Lorsque le Polonais se décida enfin, après un mois de sorties dans les restaurants et dans les théâtres, à écrire une lettre dans laquelle il avoua ses sentiments amoureux à la jeune Russe, il ne put s’empêcher de songer amèrement Je n’ai jamais pensé écrire à nouveau des lettres d’amour à une femme… Mais puisque l’occasion se présente enfin, autant ne pas la rater ! 

Le Capitaine écrivait une lettre par jour. Au début, sa bien-aimée ne répondait pas, ce qui exaspérait quelque peu le quarantenaire. Mais lorsqu’elle répondait, il n’y avait aucune ambiguïté. Tout était clair : Olga n’était pas indifférente. Ces réponses encourageantes laissaient à penser au célibataire que son vœu se réalisera bientôt. Par la pensée, il remercia le Poisson d’or. Plus heureux que jamais depuis qu’il était devenu apatride, le Capitaine du Nautilus multipliait ses rencontres avec la jeune femme, poursuivant ainsi ses tentatives de séduction.
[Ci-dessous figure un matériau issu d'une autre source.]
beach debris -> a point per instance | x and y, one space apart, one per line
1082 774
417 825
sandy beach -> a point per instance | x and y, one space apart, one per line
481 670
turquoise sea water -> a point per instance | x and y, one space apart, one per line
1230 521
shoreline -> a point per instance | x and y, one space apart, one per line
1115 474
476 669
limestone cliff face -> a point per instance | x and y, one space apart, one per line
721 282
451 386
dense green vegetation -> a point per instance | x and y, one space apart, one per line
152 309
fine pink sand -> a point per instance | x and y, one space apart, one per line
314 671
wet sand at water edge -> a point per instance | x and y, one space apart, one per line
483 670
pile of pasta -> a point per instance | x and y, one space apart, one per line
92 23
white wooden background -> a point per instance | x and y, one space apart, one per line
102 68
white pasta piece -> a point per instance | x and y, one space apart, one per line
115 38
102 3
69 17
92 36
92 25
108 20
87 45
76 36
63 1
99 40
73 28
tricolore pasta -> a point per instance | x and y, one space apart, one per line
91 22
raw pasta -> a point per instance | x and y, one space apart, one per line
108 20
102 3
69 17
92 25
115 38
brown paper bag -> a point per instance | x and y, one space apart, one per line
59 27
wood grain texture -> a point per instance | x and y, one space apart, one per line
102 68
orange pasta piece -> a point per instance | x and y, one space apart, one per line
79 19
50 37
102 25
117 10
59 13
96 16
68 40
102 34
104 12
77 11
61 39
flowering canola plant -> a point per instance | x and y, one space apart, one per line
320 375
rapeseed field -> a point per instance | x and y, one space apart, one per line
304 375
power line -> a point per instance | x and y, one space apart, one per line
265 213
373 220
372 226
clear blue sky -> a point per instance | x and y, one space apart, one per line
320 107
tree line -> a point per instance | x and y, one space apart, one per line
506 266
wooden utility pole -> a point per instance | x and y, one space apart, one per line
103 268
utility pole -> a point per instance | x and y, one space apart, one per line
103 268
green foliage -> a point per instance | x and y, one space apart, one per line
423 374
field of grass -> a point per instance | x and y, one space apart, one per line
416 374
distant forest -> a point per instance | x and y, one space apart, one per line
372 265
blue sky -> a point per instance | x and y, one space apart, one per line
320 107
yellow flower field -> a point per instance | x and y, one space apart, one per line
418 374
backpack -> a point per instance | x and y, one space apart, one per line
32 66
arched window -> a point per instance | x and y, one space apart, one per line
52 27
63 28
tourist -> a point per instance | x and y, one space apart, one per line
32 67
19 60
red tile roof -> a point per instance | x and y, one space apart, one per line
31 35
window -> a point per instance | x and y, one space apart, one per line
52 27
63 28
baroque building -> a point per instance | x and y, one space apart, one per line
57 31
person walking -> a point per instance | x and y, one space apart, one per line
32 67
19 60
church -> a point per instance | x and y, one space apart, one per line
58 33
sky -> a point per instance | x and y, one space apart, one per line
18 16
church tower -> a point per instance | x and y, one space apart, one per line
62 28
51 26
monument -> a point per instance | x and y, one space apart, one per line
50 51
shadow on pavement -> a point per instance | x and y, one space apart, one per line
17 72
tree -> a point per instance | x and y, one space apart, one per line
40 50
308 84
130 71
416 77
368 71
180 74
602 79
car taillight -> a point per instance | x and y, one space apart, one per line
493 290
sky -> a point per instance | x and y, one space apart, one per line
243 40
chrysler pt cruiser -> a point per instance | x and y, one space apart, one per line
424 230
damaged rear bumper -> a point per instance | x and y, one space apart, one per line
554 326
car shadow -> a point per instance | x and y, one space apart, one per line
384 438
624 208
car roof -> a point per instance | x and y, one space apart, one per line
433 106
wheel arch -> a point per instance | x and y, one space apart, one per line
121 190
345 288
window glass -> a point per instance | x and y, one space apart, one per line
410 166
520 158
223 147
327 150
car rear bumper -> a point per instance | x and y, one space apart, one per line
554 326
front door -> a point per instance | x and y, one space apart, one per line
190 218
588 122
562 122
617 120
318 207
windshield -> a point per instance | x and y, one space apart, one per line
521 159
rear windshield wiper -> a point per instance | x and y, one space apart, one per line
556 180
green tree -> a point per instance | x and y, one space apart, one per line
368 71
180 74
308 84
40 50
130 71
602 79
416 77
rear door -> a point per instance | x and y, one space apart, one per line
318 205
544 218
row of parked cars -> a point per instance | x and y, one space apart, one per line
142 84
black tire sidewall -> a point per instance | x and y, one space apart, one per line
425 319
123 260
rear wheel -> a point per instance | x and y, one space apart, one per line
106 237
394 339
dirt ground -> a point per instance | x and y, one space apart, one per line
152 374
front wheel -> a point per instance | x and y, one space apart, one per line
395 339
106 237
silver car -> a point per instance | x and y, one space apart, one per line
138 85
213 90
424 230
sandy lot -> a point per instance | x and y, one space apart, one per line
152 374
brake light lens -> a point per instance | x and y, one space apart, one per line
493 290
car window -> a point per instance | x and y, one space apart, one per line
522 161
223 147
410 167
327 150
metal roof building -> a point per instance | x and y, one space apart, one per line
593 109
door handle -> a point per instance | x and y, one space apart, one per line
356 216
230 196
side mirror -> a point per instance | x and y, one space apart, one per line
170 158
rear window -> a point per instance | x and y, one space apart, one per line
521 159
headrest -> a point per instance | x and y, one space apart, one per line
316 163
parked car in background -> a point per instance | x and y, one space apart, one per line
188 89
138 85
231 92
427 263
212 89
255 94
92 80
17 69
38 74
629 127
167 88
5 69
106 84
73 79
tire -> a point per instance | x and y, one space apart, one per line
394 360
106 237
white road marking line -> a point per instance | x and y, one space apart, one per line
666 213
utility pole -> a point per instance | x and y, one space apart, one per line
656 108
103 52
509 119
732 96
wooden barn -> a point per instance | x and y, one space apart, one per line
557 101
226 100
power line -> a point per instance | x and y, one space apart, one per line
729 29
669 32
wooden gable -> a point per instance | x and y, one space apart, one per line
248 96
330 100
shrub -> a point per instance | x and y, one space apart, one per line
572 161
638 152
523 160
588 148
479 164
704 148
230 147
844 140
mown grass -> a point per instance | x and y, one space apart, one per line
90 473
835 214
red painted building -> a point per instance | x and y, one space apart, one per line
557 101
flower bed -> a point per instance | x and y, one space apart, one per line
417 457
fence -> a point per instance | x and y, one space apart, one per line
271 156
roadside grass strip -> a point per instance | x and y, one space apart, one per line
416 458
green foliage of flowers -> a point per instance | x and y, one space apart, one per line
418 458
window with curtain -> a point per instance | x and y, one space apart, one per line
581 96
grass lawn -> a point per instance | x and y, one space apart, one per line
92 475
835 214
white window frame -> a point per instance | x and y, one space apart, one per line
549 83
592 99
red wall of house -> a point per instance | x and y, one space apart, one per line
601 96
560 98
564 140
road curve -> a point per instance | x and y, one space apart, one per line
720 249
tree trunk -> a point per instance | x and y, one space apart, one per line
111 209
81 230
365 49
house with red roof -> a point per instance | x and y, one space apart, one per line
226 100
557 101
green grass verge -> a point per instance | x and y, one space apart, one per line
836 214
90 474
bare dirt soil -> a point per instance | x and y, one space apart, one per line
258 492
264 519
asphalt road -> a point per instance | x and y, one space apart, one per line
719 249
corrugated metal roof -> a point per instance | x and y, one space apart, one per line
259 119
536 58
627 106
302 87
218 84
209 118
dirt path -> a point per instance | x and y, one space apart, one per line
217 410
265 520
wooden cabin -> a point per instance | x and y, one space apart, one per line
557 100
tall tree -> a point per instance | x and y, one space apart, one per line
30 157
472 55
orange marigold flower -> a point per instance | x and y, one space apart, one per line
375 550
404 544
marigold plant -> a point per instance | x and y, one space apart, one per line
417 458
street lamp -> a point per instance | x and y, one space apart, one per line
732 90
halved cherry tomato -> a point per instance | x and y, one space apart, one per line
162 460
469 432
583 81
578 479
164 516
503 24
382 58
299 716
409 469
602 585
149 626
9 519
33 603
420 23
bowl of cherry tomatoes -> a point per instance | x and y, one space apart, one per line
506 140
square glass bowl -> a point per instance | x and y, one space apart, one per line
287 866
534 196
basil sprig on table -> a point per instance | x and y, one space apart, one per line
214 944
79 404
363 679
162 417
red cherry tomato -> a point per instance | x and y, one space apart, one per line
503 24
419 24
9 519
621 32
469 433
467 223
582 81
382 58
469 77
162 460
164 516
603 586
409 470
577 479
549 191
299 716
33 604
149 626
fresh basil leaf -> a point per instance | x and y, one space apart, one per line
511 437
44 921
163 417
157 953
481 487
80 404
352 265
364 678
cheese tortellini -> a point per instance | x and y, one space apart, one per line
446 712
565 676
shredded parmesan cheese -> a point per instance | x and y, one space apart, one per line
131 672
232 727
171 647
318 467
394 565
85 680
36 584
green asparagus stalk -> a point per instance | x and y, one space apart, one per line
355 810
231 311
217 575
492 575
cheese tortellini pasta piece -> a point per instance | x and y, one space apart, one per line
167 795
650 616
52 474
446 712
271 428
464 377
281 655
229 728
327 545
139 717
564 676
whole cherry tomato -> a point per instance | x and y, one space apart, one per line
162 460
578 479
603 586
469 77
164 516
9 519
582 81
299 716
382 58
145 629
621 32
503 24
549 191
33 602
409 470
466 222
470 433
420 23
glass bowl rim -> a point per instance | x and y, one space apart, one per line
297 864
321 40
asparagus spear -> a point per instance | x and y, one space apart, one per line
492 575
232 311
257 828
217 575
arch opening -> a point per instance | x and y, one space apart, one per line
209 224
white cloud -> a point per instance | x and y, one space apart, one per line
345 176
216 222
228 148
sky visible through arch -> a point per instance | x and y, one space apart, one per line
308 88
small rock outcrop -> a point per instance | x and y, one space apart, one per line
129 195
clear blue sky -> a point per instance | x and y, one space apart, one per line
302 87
Néanmoins, par moments, il se demandait si la jeune dame n’était pas amoureuse de son portefeuille depuis qu’il lui avait dit qu’il était un comte originaire de Poznań. Ses efforts n’avaient pas été vains : après plusieurs mois de cour, il osa demander officiellement sa main auprès de son père, qui accepta aussitôt. Les voilà fiancés ! 


Ils se marièrent à Sébastopol trois mois plus tard, en présence des parents d’Olga, des amis de sa famille et les membres de l’équipage du Nautilus, que le Capitaine Nemo présenta comme des amis. Tout l’événement avait été soigneusement organisé par les Orlov, les trois ingénieurs, le professeur Pierre Aronnax et le Djinn. 



*****



Après la fête du mariage, alors que les nouveaux mariés et leurs invités se promenaient sur la plage de Sébastopol, Olga demanda à son époux d’une voix très douce, presque mielleuse : 

— Mon cher Nemo, puisque tu es un Comte, montres-moi où tu vis ! Il sied à toute bonne épouse de suivre son mari et je ne ferai pas exception !

À cette remarque, le quarantenaire s’était rembruni. 

Zut ! Je ne veux pas revenir en Pologne ! Hors de question ! Comment vais-je faire pour l’embarquer sur le Nautilus alors qu’elle ne le voit pas ? Que dois-je dire ? La vérité ? 

Il soupira.

C’est évident… Je ne peux plus mentir… Et si pour cela, elle me prend pour un vieux fou ? Tant pis ! Je joue le tout pour le tout ! Et si elle demande le divorce demain, c’est que je ne suis vraiment bon à rien !

Le marié s’éclaircit la gorge, la mine sérieuse. Il dit d’une voix grave :

— Olenka(1), je ne vis pas dans une grande maison comme je te l’avais dit….

— Où vis-tu alors ? demanda l’interpellée, en levant les sourcils.

— Depuis des années, je vis dans un sous-marin que j’ai moi-même construit, avec l’aide de mes trois amis ingénieurs, Jozef-Stanisław Prószyński, Mieczysław-Stefan Choreń et Jacek-Wsiewalad Rudlicki. Nous l’avons baptisé Nautilus. Et aussi les autres amis invités à notre mariage sont en réalité tous les membres de l’équipage. Tout ça parce que je voulais fuir les hommes… 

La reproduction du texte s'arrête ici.